As for judicial review, the availability of this remedy could be put beyond doubt simply by making clear that the rights accorded to pupils and parents under academy arrangements could be enforced through judicial review. This could be done on a narrow basis relating to SEN only, as is provided for in Amendment 12, or on a wider basis covering all rights given to parents and pupils, as provided for in Amendment 13. Amendment 12 would sort out the problem relating to special educational needs, but would, if anything, weaken the position in relation to other rights-say, those relating to admissions-because it would imply that those rights could not be enforced through judicial review.

The Minister has shown himself to be very accommodating of our concerns in the quest to achieve full parity between academies and maintained schools. I hope that further discussion may be possible before Third Reading, with a view to finding a formula which would ensure that enforceability was not only a reality, but was seen to be a reality, either through a robust complaints procedure or by putting it beyond doubt that judicial review is available as a remedy.

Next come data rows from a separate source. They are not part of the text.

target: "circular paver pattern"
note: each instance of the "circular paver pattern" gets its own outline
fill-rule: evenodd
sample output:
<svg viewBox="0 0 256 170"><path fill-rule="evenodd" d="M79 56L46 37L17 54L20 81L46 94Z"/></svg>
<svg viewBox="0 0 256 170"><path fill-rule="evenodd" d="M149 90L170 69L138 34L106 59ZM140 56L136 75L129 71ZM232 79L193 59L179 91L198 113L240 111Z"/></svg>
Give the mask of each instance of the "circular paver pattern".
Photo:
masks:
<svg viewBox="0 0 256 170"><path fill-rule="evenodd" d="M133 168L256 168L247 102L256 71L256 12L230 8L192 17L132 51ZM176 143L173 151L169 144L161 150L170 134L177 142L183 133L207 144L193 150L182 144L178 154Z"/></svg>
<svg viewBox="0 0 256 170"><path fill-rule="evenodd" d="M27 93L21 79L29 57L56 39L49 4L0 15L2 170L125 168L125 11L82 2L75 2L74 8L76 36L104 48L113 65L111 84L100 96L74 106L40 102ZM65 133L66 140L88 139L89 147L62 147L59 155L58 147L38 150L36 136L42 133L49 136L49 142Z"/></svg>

Something along the lines of Amendments 12 or 13 would do the job for judicial review, and I have suggestions for a robust complaints procedure that I would be happy to put to the Minister. Amendment 39 begins the job, but even that requires fleshing out in some respects to reflect the ingredients of a robust complaints procedure. If the Minister would be happy to proceed along these lines, I am sure that we could reach an arrangement that would put enforceability beyond doubt and would be satisfactory to everyone. If full parity is the Minister's aim, I cannot see a reason not to do this.